Was Drehbuchautor Hans-Ullrich Krause gemeinsam mit Cooky Ziesche in diesem Fernsehfilm alter Schule erzählt, ist harter Stoff – und Teil unserer gesellschaftlichen Wirklichkeit. Krause weiß, wovon er schreibt, er ist Pädagoge und Leiter des Kinderhauses Berlin-Mark Brandenburg. Daher zeichnet sich „Der Fall Bruckner“ durch einen starken Realismus aus und verzichtet auf jegliche Sozialromantik und Milieuvoyeurismus. Der Autor widmet sich intensiv der Binnenstruktur und gibt einen nüchternen Einblick in die Arbeitswelt eines Jugendamtes, ohne den dramaturgischen Bogen zu vergessen. Wie viel Intuition und Fingerspitzengefühl man in dem Job benötigt, wenn man nicht weiß, wie die Wahrheit aussieht, wenn es nur Indizien gibt, zeigt der ambitionierte, nachdenklich stimmende, eher stille, in unprätentiösen Bildern erzählte Film.

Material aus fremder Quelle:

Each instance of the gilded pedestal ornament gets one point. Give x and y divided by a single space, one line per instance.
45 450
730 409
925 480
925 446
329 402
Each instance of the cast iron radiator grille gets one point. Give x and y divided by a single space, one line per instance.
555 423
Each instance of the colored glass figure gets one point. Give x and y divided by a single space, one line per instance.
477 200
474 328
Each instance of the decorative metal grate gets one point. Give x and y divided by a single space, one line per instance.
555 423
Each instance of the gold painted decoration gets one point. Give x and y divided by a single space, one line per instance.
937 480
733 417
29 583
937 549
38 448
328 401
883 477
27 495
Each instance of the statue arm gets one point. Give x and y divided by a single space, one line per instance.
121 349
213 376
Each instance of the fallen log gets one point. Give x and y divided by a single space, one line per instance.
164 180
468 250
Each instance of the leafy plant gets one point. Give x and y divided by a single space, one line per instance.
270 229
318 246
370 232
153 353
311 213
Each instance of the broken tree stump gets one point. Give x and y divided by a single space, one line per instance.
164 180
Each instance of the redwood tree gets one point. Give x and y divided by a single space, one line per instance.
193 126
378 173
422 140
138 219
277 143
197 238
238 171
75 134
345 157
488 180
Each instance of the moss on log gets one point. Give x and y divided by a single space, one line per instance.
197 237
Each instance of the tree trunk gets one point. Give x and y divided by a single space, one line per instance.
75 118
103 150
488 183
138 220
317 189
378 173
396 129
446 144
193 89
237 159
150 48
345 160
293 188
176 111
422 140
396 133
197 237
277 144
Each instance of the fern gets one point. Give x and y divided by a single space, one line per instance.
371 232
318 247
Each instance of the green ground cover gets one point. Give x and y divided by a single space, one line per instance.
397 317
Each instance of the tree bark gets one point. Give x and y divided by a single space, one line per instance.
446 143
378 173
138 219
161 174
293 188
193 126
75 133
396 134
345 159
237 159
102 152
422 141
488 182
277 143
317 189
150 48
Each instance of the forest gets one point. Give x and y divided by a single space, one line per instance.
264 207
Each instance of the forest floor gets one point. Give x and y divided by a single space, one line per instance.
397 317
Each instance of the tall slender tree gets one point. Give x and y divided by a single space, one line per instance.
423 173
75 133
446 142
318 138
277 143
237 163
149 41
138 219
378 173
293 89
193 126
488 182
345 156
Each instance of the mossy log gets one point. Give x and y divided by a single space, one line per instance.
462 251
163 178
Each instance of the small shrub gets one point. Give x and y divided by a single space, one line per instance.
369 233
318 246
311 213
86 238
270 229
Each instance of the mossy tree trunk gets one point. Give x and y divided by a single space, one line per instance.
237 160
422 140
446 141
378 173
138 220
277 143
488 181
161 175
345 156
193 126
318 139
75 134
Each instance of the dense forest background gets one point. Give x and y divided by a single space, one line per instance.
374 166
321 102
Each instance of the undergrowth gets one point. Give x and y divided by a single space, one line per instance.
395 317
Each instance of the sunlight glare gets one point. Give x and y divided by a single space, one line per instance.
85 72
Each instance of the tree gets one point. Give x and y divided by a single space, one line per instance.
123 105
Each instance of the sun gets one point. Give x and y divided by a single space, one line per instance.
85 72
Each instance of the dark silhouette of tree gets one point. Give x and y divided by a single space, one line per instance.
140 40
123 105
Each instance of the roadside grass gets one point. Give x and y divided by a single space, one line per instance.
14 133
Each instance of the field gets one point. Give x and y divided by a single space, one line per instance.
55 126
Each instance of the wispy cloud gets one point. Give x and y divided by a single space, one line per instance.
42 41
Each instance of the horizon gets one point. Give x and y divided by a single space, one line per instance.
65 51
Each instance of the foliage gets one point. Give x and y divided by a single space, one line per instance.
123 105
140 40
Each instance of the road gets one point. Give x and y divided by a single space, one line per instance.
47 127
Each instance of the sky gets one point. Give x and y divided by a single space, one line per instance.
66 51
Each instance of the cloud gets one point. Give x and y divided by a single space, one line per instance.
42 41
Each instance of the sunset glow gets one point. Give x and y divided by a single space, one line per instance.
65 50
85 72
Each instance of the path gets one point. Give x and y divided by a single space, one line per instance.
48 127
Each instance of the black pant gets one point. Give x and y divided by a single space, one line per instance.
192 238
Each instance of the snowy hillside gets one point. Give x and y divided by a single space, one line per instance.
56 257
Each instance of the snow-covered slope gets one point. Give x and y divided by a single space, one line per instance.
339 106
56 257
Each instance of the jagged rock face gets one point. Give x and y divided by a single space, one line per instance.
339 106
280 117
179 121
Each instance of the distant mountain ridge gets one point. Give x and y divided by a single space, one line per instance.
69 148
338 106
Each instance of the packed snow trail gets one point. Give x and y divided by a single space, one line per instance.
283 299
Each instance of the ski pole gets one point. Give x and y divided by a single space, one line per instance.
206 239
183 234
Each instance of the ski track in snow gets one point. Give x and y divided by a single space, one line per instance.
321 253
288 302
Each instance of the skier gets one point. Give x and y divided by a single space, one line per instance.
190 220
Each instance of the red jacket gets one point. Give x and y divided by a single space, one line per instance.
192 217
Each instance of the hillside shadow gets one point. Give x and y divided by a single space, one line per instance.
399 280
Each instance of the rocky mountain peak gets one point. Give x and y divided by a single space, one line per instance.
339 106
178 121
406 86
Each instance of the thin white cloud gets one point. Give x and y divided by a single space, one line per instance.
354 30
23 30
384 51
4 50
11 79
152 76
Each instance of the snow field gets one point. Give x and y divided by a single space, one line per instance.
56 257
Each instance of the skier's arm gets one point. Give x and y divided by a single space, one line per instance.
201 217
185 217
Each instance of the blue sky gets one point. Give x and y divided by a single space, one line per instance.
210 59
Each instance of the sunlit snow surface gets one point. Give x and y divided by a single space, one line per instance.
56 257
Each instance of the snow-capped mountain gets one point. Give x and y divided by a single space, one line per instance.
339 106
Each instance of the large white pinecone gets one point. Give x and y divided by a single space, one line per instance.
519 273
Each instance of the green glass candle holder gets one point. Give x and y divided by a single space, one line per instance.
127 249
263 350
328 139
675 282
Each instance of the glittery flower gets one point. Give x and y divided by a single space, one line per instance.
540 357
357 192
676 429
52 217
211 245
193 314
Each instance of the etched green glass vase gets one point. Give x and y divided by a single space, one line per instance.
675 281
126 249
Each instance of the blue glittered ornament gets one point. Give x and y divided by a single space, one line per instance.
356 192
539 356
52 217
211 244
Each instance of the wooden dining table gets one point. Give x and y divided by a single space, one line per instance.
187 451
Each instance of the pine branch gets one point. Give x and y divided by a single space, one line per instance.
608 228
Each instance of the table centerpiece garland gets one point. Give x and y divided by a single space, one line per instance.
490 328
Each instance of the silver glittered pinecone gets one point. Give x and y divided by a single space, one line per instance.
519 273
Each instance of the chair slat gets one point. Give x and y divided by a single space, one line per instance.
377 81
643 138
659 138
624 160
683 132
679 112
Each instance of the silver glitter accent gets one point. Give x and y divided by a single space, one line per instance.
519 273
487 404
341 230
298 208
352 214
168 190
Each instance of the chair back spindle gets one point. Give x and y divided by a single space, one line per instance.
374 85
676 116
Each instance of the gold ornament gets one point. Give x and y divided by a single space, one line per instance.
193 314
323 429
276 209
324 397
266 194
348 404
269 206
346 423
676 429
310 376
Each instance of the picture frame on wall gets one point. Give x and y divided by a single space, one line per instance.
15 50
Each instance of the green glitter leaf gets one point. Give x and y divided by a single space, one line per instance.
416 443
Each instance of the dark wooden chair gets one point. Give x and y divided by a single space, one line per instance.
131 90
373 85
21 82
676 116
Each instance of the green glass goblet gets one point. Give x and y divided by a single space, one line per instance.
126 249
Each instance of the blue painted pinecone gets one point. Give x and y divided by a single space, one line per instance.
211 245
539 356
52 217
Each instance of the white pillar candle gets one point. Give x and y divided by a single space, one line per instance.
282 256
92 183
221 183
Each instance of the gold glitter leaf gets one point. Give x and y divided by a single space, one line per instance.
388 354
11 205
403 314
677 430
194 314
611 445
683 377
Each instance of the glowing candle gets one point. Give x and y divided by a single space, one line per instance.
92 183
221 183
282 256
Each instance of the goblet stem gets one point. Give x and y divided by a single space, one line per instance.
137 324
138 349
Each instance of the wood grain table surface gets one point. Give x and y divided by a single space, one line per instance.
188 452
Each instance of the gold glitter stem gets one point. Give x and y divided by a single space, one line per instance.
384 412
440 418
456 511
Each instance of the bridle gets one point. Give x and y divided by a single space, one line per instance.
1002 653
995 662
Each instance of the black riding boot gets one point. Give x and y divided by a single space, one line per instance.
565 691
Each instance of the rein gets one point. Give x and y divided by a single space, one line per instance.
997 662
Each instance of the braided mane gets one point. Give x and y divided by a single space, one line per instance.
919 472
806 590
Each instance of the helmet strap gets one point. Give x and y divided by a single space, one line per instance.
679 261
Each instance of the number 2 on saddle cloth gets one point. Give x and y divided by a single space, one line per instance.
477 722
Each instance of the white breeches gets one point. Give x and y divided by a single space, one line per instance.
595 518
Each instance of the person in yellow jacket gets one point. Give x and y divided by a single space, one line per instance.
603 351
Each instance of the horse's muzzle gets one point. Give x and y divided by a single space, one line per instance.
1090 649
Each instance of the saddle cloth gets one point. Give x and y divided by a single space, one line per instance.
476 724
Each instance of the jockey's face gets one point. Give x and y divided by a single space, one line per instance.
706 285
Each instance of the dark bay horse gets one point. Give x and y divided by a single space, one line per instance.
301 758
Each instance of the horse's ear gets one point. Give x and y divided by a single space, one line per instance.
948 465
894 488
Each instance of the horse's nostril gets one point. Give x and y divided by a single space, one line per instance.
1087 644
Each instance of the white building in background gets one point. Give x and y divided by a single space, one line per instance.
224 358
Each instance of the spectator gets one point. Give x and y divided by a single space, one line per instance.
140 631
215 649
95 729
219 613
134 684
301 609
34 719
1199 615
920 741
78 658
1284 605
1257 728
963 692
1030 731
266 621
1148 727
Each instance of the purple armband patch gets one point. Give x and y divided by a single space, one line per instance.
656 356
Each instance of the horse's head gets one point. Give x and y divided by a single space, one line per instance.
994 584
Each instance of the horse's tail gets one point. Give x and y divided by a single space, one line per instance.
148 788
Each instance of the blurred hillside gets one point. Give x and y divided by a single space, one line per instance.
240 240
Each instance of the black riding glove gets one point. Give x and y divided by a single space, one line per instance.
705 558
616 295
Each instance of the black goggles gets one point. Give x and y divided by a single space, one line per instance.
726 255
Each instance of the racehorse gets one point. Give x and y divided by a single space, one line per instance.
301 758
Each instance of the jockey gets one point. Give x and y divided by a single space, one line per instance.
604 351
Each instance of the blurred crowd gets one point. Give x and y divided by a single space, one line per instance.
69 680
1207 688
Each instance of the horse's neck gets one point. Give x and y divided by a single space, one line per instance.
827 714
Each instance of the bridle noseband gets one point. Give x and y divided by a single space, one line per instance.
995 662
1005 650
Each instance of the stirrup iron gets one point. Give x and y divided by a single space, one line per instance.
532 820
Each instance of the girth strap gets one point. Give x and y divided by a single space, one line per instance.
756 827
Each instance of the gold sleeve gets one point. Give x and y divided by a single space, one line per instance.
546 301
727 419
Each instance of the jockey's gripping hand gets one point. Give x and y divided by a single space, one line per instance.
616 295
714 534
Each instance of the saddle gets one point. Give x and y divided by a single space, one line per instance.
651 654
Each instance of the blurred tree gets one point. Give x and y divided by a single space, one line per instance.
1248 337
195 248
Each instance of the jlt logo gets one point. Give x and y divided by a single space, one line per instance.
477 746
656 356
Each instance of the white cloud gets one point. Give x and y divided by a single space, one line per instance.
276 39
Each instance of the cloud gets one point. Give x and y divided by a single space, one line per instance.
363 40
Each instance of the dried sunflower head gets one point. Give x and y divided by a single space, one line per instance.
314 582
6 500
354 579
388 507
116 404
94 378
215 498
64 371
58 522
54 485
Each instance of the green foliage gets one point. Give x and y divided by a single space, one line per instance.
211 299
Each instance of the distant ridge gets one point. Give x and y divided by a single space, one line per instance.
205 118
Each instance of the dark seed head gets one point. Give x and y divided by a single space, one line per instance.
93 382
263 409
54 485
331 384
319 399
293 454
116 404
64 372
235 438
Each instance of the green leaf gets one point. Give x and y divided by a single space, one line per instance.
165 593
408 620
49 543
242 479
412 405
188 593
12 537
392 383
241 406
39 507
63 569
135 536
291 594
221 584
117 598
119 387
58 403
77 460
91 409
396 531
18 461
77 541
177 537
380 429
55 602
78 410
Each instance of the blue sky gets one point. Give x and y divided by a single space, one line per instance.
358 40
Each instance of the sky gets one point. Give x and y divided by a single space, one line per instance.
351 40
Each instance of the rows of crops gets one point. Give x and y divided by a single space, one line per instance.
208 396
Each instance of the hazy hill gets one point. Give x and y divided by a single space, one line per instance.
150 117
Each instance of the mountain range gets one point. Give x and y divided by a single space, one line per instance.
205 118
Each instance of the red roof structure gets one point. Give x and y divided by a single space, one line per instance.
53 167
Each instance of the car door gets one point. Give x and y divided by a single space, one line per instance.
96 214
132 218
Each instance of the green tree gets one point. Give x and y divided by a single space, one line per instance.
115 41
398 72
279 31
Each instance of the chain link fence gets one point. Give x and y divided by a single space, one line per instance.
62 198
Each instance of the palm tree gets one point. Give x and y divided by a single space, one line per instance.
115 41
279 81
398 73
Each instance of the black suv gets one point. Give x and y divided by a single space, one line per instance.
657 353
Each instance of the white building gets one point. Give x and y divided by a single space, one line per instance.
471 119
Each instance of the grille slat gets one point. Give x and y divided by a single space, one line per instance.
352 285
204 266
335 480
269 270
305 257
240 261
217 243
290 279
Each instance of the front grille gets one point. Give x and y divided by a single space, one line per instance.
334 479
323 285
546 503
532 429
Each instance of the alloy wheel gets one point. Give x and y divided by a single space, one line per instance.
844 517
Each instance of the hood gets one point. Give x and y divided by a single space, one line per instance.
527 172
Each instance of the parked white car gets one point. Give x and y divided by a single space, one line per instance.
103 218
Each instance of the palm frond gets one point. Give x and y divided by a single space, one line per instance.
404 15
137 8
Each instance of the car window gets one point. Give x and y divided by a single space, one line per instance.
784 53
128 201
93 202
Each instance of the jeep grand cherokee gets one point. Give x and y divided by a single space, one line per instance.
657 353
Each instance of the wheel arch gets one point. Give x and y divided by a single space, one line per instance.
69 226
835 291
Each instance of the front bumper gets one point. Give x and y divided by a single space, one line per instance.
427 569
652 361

Doch „Der Fall Bruckner“ ist kein Themenfilm, er ist das eindringliche Porträt einer Frau, die täglich aufs Neue und oftmals ganz allein entscheiden muss, ob einem Kind, das sich selbst nicht äußern kann, Gefahr droht oder nicht. Corinna Harfouch spielt diese „Heldin“, die keine sein will, mit großer emotionaler Kraft. Dabei nutzt sie die ganze Breite des Gefühlsspektrums, von freundlich bestimmt über unterkühlt abweisend bis zur völligen Verunsicherung. Diese Katharina Bruckner ist eine ruhige, in den immer gleichen Wollmantel gehüllte Frau, die nach den kleinen Ventilen sucht für die oft belastenden Fälle: Die Zigarette gibt ihr Kraft, beim Glas Rotwein entspannt sie. Da stimmt jede Geste, jeder Blick. Corinna Harfouch trägt den Film fast im Alleingang.
Am Ende gibt es Hoffnung, denn Mutter und Sohn ziehen gemeinsam in ein familienintegratives Projekt. Das mag ein wenig versöhnlich und süßlich wirken, doch das passt zu diesem Film, der Mut machen will, genau hin zu sehen. Hier spielt „Der Fall Bruckner“ durchaus mit einer Utopie, aber auch die gehört zum fiktionalen Erzählen. Und das gezeigte Projekt gibt es wirklich: im Kinderhaus Berlin - Mark Brandenburg e.V. von Dr. Hans-Ullrich Krause.